Suzany Leonel, estudante de 19 anos, estava dormindo como a maioria dos moradores da comunidade da Muzema, na zona oeste do Rio de Janeiro, quando dois prédios de pequeno porte desabaram, deixando ao menos dois mortos e cinco feridos. As equipes de resgate trabalham com uma lista de 17 desaparecidos. Segundo Suzany, ela foi acordada por um intenso barulho quando os edifícios desabaram.

“Foi um estrondo, muita correria e nevoeiro na rua. As pessoas estavam ou dormindo ou saindo para trabalhar quando aconteceu”, relatou a VEJA. Moradores de um terceiro prédio, próximo aos edifícios e aparentemente com a estrutura também abalada, começaram a também deixar suas casas.

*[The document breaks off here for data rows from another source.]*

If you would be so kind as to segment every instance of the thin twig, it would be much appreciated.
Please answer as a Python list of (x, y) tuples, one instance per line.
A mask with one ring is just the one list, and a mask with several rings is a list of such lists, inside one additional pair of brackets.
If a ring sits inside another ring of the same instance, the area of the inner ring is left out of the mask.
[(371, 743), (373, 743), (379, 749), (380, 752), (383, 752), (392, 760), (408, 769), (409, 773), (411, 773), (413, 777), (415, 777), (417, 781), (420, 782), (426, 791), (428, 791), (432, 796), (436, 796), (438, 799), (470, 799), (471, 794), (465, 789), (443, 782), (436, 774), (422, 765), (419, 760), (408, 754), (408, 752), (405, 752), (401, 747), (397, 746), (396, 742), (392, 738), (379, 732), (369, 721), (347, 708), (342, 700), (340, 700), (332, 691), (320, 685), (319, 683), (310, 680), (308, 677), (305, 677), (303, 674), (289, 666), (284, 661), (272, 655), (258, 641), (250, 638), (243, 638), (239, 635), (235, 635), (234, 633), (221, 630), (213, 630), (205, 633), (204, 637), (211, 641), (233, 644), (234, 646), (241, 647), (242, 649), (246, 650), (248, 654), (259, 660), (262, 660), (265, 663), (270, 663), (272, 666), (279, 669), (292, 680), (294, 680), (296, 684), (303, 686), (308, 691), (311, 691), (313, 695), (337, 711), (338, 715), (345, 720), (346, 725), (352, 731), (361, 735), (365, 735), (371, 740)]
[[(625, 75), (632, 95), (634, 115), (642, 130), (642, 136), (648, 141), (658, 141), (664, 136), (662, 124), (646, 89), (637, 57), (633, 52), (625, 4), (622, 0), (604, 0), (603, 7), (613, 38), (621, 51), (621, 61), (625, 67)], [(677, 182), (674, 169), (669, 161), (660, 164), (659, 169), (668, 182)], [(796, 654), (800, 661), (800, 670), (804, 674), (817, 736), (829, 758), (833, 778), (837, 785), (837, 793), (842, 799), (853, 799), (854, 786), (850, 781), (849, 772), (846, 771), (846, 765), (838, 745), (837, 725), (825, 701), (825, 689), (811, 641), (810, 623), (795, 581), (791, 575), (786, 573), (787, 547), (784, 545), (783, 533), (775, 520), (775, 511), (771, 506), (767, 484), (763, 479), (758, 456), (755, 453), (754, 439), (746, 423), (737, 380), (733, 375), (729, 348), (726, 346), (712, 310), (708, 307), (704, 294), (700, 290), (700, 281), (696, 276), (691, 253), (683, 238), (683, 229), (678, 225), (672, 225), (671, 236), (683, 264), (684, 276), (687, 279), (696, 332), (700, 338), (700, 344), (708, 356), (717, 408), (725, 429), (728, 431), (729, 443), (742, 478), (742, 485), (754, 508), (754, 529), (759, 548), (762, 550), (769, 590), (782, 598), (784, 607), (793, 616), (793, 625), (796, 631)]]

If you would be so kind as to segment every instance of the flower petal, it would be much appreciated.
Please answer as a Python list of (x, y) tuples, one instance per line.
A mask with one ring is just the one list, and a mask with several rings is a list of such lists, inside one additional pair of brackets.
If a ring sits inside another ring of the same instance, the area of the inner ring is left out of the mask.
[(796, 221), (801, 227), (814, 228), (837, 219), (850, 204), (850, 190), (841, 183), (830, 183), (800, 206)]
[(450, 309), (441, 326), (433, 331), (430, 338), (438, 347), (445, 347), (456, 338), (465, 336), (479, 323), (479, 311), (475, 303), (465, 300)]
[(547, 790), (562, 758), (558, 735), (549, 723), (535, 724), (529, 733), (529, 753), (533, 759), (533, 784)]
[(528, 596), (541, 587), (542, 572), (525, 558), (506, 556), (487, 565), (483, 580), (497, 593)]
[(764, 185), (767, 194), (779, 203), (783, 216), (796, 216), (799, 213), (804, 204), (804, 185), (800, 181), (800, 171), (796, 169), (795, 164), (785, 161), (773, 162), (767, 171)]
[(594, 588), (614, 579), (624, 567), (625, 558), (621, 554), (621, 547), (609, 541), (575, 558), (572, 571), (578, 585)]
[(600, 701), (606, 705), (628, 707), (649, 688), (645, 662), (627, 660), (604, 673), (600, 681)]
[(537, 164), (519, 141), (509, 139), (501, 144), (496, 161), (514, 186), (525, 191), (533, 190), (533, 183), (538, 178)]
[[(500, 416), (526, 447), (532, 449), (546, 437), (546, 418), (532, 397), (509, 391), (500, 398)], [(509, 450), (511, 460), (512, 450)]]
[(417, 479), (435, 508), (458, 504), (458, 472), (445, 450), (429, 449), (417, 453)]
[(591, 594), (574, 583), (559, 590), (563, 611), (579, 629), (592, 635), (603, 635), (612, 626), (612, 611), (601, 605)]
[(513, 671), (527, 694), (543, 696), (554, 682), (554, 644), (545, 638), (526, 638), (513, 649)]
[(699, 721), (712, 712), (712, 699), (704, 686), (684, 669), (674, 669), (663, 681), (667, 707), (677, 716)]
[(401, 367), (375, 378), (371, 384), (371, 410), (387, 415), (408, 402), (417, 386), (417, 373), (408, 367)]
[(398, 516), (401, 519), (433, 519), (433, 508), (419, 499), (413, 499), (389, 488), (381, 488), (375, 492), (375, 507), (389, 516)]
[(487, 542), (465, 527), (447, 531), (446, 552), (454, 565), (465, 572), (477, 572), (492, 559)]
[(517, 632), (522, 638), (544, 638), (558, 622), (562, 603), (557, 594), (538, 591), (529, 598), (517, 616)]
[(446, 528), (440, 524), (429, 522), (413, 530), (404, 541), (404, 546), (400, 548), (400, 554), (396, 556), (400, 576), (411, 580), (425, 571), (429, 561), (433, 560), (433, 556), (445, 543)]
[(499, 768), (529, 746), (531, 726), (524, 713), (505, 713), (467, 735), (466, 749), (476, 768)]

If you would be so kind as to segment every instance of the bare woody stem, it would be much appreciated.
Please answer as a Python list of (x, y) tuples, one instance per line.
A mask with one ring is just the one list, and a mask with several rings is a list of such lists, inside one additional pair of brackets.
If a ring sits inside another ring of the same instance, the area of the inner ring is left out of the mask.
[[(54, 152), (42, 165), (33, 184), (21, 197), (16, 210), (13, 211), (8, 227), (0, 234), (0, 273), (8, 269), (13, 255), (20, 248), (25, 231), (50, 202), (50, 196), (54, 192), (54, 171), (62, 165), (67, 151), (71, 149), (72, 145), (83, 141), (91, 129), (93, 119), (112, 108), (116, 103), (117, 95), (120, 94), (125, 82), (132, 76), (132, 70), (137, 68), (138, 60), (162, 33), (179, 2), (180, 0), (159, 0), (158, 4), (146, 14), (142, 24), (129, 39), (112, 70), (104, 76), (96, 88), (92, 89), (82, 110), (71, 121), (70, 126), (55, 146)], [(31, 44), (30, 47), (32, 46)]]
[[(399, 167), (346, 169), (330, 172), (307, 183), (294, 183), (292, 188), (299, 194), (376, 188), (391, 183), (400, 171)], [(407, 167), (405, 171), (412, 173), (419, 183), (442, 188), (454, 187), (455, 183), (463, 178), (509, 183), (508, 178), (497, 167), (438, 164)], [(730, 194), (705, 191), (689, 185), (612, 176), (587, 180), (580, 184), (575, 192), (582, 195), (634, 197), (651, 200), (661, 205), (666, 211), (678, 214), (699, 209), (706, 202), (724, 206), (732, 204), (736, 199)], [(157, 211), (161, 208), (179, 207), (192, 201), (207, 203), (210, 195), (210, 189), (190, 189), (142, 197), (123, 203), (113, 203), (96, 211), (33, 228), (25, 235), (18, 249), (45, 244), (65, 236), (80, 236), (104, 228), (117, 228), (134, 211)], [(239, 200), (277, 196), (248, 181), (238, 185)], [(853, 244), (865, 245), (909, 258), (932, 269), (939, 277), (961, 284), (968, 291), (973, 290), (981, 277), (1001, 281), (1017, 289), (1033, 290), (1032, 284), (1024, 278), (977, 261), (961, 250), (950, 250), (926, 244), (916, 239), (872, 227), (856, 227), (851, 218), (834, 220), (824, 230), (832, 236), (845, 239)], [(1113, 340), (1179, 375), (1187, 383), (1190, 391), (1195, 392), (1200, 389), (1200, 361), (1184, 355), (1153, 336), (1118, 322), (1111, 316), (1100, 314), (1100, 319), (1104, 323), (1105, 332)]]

Com a dificuldade de os bombeiros acessarem com viaturas o local da ocorrência, muitos moradores ajudam nas buscas nos escombros. Irmão de Suzany, o segurança Victor Leonel, de 30 anos, afirmou que as construções foram feitas aparentemente de forma irregular. “Na encosta, eles cavaram e construíram ali mesmo os prédios. Mas nunca vi engenheiro, Prefeito nem nada disso por aqui”, relatou.

Segundo o Corpo de Bombeiros, a corporação foi acionada por volta das 6h45 e está no local atendendo a ocorrência. Ao menos uma pessoa, segundo relato de testemunhas, foi retirada sem vida dos escombros.

  • Chuvas

    O prefeito do Rio de Janeiro, Marcelo Crivella (PRB), decretou estado de calamidade na quinta-feira 11 pelas chuvas que atingem a cidade nesta semana. O município registrou dez mortes em decorrência dos temporais e ultrapassou 50 horas ininterruptas em estágio de crise (o grau mais alto na escala de três níveis de periculosidade, por medição do Centro de Operações).

    Caso o Ministério do Desenvolvimento Regional reconheça a situação da cidade, é esperada a facilitação na liberação de recursos para socorrer vítimas, reparar danos e adotar ações de prevenção em áreas de risco de desastre. O texto do decreto menciona as dificuldades financeiras da cidade para solicitar recursos federais.